Parler également des notions d’Histoire et de progrès. S’exclure de l’alternative traditionnelle et ses deux propositions (soit cycle qui a une fâcheuse tendance à se répéter, soit droite ascendante) pour lui substituer une hésitation propre à notre temps sous forme d’arrêt sur image. Progrès et Histoire qui ni ne se répètent, ni n’avancent. Problématiques en suspens : paradigmes perdus. Luxe (?) de l’époque numérique : fast forward, pause ou rewind, quand il faudrait vivre les choses à leur rythme.

L’illusion est grande d’imaginer qu’un pays (qu’un monde) éduqué, avec des philosophes, prônant la raison, est vacciné contre la barbarie. Mais l’Allemagne d’avant-guerre était ce pays des philosophes. L’éducation et la science ne permettent qu’une chose : de rendre la barbarie plus forte et plus efficace.

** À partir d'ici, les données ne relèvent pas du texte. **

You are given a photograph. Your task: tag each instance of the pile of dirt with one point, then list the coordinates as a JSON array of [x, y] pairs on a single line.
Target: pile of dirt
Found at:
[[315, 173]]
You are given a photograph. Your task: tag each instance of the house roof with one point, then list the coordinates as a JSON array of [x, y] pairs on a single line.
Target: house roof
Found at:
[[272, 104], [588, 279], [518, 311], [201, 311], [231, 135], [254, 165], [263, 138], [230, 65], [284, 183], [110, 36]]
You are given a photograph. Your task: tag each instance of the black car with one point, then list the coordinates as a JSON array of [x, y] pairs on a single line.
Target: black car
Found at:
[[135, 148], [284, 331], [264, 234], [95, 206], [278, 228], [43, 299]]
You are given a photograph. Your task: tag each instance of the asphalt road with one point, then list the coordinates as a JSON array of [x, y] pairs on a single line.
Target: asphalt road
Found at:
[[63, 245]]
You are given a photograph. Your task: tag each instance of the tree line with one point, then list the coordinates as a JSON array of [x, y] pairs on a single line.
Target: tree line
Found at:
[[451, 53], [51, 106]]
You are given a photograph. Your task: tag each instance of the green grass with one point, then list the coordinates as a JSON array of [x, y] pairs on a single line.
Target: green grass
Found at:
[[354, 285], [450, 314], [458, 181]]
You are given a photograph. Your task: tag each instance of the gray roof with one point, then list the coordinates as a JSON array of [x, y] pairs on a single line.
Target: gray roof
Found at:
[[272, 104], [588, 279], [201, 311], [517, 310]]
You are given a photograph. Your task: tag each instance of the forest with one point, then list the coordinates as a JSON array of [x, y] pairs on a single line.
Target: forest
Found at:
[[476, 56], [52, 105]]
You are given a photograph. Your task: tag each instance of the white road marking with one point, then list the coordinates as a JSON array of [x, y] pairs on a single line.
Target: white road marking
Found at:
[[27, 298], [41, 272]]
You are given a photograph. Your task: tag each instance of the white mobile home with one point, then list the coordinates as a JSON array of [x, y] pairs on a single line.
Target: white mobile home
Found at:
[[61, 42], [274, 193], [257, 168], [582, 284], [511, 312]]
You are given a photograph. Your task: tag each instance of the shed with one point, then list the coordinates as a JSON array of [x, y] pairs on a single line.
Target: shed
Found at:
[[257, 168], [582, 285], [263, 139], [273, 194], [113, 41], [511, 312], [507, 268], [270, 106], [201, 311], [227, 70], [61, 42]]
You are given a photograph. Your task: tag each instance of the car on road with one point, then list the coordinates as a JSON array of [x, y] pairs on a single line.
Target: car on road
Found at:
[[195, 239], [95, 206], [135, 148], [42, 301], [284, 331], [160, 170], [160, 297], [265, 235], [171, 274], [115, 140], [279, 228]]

De la même manière, le sacrifice nous apparaît un terme barbare. Et pourtant, nous sommes la société sacrificielle par excellence, bien plus qu’un peuple primitif hypothétique qui égorgerait un poulet pour traverser la rivière. Et nous le sommes, de surcroît, avec l’arrogance de croire être l’inverse. Nous le sommes par le déni de l’individualité. Nous le sommes par la recherche perpétuelle d’un profit sous une forme quelconque. Nous le sommes par le meurtre froid et cruel de nos émotions, de nos actes et pensées illogiques sous couvert de la science. Une science qui – comble du moderne – se demande désormais sérieusement à quoi peut bien servir la partie non-codée de l’ADN : comme si tout, absolument tout, méritait son exégèse utilitariste.

La science veut savoir à tout prix. Et bien non. Moi, j’accepte l’idée qu’il y a des choses inexplicables ; plus encore, je crois que cette idée, ce fait, peut nous sauver. Savoir n’est pas comprendre. L’intelligence ne sait pas. L’intelligence est un con dit Artaud. Et le génie n’est pas de penser, mais d’avoir l’intuition de penser.

L’inutile, quant à lui, et par définition, n’a jamais fait grand tort à personne.

 

A lire :
. Miguel Benasayag. Le Mythe de l’individu. La Découverte.
. Robert Musil. L’Homme sans qualités. Seuil.
. Gottfried Wilhelm Leibniz. Nouveaux essais sur l’entendement humain. Flammarion.